Entrepreneurship is the cornerstone of economic growth and innovation that benefits both national and local communities.

By Shonté Jovan Taylor, M.Sc., Ph.D.(c)

For most, the journey of entrepreneurship is filled with numerous challenges and setbacks, and for women, these obstacles often come wrapped in financial fears and systemic barriers that stem from deeply ingrained biases. 

There are two contrasting mindsets that shape the landscape of business ownership: the mindset of women who aspire to build successful businesses and the mindset of lenders who, more often than not, are influenced by biases that are both gendered and discriminatory.

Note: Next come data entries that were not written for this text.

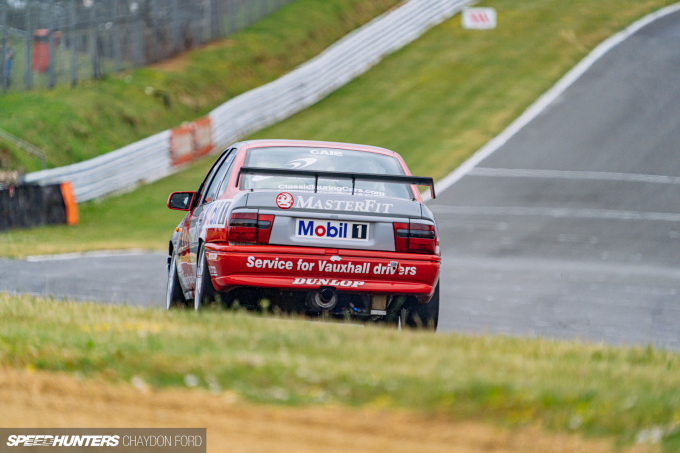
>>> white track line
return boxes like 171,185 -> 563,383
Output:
423,2 -> 680,202
468,167 -> 680,185
25,250 -> 156,262
430,205 -> 680,223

Tale 1: The Financial Burden on Women Entrepreneurs

For women, entering the world of business ownership can be a daunting endeavor due to various financial fears that stem from societal expectations, personal insecurities and the very real gender disparities in access to capital. According to the Global Entrepreneurship Monitor 2019-2020 global report, women-led businesses received only 2% of global venture capital investment. Startup rates fell by 15%, and women’s intentions to start a business declined more than men.

Financial and Fear Mindsets in Women

Fear of Rejection Mindset:

Studies in neuroscience and psychology have shown that the fear of rejection is a common emotional hurdle for women entrepreneurs. Rejection is unconsciously processed as {physical} pain in the brain. So the fear of hearing “no” from potential investors or lenders can deter women from seeking financing, stifling their business growth and innovation.

Imposter Syndrome Mindset:

Imposter syndrome, a psychological phenomenon in which individuals doubt their accomplishments and fear being exposed as frauds, is prevalent among women in entrepreneurship. These feelings of inadequacy can lead to hesitation in pursuing financial support.

Risk-Averse Mindset:

Women tend to be more risk averse than men, according to numerous studies. This risk aversion can translate into conservative financial decisions that may hinder business growth opportunities.

Borrowing Mindset:

Women often rely on personal savings and loans from friends and family to fund their startups. While these sources offer initial support, they come with financial limitations and involve smaller amounts that are not sustainable.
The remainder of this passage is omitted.